Thirty-one-year-old Blake Gailen, hitting in the No. 9 hole, lifted reliever Ali Knowles’ 3-1 pitch into the the empty set of bleachers in right-field to give Israel a 2-0 lead.

Zach Borenstein walked, prompting manager Liam Carroll to pull Knowles in place of Rei Martinez. Ryan Lavarnway (sixth-round pick by Boston in 2008) greeted the sidewinder rudely, crushing his 1-0 offering off of the left-field scoreboard to double the advantage to 4-0.

When the clubs first met on Thursday night, a four-run seventh inning sealed Israel’s 5-2 victory. They blanked Hall of Famer Barry Larkin’s Brazil squad 1-0 on Friday, earning a day off.

After dropping their first game of the Qualifier, Great Britain went on to trounce Pakistan 14-0 on Friday and edge Brazil 4-3 the next night; eliminating both teams in the process.

Borenstein made the score 5-0 with an RBI triple in the sixth.

Frustration boiled over for Great Britain in the top of the seventh inning, as Mets prospect Champ Stuart (1.233 OPS in the qualifier) was tossed from the game by home plate umpire Alberto Ruiz after striking out for the third time. Carroll ran out to join the argument, and was quickly ejected as well.

“Frustration about the consistency, that was the biggest thing for me. Champ was frustrated,” Carroll said after the dejecting loss. “We’ve got some very young professional players and short fuses from umpires aren’t gonna help those guys develop.”

Minor league veteran and fan favorite Cody Decker lined a two-out homer over the left field wall to give Israel a 6-0 cushion. Chants of “Co-dy, Co-dy” erupted from the contingent of fans sitting behind the team’s dugout.

“Today was special. Today was perfect,” Decker said. “This has been one of the best experiences I’ve had in professional baseball. This means a lot to me.”

Great Britain got its first hit of the game with two outs in the eighth, a single to right by Albert Cartwright that dropped in front of Borenstein. He advanced to second on an error as the right fielder let the ball get past him, and scored the team’s only run on a single by Chavez Young.

Israel continued to pile on in a sloppy bottom of the inning, adding three more runs on three hits, a walk and an error against two relievers to take a 9-1 lead.
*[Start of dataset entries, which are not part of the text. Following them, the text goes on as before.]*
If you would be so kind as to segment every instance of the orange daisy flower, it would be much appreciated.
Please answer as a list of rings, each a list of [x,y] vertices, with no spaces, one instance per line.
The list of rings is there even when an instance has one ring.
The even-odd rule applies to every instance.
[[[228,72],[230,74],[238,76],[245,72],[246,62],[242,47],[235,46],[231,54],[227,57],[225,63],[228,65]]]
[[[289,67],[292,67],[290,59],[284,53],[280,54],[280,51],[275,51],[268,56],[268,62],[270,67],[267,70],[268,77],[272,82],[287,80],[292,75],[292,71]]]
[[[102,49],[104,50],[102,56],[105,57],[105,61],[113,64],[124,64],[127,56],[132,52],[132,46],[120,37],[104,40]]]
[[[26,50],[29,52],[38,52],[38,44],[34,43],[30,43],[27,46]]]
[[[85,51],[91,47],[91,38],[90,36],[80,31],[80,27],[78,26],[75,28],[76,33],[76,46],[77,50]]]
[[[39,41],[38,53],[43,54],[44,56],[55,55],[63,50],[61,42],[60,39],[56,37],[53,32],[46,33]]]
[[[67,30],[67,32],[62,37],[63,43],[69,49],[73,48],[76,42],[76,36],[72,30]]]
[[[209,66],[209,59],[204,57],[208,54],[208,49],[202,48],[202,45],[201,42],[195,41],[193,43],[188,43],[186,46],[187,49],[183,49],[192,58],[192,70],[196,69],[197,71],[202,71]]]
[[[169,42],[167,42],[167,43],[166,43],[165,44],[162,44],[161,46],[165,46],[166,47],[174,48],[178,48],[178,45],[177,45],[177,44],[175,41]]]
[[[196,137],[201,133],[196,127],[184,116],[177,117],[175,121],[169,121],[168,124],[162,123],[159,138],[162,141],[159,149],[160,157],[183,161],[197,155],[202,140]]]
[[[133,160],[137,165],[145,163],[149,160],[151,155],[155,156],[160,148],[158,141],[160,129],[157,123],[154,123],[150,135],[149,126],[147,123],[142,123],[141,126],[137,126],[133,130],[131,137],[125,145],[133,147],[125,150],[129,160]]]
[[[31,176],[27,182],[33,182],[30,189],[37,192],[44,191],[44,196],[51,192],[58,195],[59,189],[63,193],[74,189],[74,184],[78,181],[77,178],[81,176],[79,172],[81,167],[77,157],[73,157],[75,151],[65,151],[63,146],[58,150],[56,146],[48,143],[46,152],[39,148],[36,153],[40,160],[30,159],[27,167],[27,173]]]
Playing with heavy hearts on a day where the baseball world lost one of its best and brightest stars, a moment of silence was observed prior to the playing of the national anthems for Marlins ace Jose Fernandez, who was killed early Sunday in a boating accident off Miami Beach at the age of 24. A photo of the two-time All-Star was shown on the left field scoreboard, as both teams bowed their heads along each baseline.

“Number one, a big league player died today and it kind of puts this in perspective,” Carroll said after the game.